Grantee Name: Miriam Cremer
Organization: Cleveland Clinic Foundation
Country: United States
Focus Area: Early Intervention
Funding Year: 2017
Funding Scheme: RTFCCR open call
Project period: 4 years
In 2018, the World Health Organization (WHO) called for action towards achieving the global elimination of cervical cancer. A strategy for achieving this goal was ratified by member states in August 2020. The WHO plan calls for an aggressive approach of vaccination against the human papillomavirus (HPV), the single cause of cervical cancer, and screening and treatment of precancerous lesions caused by HPV infections before they progress to invasive disease. In low- and middle-income countries (LMIC), which bear 90% of cervical cancer incidence globally, it is estimated that these goals will not be reached until 2120 a century from now. One way to markedly shorten this timeline is to provide widespread high-performance testing for cervical precancer followed by immediate treatment of any abnormalities.

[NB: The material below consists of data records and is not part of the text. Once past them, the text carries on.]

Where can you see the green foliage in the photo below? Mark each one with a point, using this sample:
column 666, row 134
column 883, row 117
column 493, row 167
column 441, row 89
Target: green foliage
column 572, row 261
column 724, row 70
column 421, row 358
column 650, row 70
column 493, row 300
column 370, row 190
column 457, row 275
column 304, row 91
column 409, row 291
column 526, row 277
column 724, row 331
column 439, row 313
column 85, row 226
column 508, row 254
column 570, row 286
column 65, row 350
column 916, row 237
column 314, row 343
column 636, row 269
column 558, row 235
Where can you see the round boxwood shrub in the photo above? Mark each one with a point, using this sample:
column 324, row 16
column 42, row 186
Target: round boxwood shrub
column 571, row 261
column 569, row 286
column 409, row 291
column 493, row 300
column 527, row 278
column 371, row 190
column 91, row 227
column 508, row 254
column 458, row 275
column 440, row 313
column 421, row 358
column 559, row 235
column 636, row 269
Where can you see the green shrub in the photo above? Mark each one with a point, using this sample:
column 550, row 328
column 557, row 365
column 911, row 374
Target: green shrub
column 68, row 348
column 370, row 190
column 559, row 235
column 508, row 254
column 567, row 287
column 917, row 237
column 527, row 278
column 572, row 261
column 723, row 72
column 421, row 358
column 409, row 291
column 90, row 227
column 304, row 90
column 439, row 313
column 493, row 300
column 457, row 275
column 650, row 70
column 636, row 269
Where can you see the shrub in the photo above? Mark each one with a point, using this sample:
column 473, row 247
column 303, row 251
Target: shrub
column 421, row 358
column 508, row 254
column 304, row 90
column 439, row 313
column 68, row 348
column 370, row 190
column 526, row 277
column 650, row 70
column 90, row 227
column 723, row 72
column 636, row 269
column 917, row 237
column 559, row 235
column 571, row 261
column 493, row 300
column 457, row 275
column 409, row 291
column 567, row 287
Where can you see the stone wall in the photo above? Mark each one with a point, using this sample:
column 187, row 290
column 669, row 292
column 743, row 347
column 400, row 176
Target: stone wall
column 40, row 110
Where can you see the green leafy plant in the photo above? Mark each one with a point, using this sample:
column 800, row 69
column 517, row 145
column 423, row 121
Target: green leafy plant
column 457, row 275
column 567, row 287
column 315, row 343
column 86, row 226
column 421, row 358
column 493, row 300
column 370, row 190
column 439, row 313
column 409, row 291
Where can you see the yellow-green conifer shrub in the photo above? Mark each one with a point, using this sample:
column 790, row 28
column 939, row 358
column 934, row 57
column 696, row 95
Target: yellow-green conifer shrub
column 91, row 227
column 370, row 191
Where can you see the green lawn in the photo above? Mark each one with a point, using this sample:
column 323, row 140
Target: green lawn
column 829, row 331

Currently, the most commonly used method of treatment of pre-cancer is using gas-based cryotherapy. Although gas-based therapy is effective, it is difficult to have widespread scale-up because gas tanks are heavy and difficult to transport, tanks need to be refilled and equipment requires maintenance to function properly. The purpose of this study is to examine alternatives to gas-based cryotherapy including non-gas-based cryotherapy (funded by NIH) and thermal ablation (funded by rising tide). This is a randomized controlled trial which will compare cure rates of high-grade cervical precancer after treatment with cryotherapy and the 2 alternative approaches. Upon successful completion of this trial low-cost, portable, effective treatment for cervical pre-cancer will be clinically validated. Clinically validated tools for treatment of pre-cancer are crucial for worldwide elimination.